10 Apr Asthma & Exercise
Asthmatics often live with the fear of having an attack that could leave them gasping for air at anytime during physical exercise. This is a high price to pay for a little physical activity. It’s the fear of such episodes that create what I call “exercise dropouts”.
Experts theorize that the reason exercise induces asthma is that upon excretion air rushes into the airways before it can become properly warmed and humidified through your nasal passages. This onslaught of cold dry air triggers the release of high dosages of histamine causing the muscles surrounding the airways to go into spasms and squeeze the air passages. Histamine also covers the airway lining to swell and produce mucus, causing awful chest tightening.
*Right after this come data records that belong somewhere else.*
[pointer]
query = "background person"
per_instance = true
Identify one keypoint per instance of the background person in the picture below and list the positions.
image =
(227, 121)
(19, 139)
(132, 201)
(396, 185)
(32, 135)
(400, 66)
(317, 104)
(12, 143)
The key to exercising as an asthmatic patient is that it makes breathing more efficient.
Swimming has been shown to produce fewer episodes of exercise induced asthma. Believed to be due to inhalation of warm, humid air, which is less likely to trigger an asthma attack.
Asthma sufferers may find that exercises like tennis, baseball, and other stop and start sports may induce fewer symptoms than continuous activities like basketball or running. Enjoying sort burst activities, gives more time for recovery and is less likely to provoke an attack.
If you use a pre-medicated inhaler, make sure to use it 30 minutes before exercise and be sure to keep your inhaler handy while you exercise.
Try group exercise programs to have assistance nearby in case of an attack.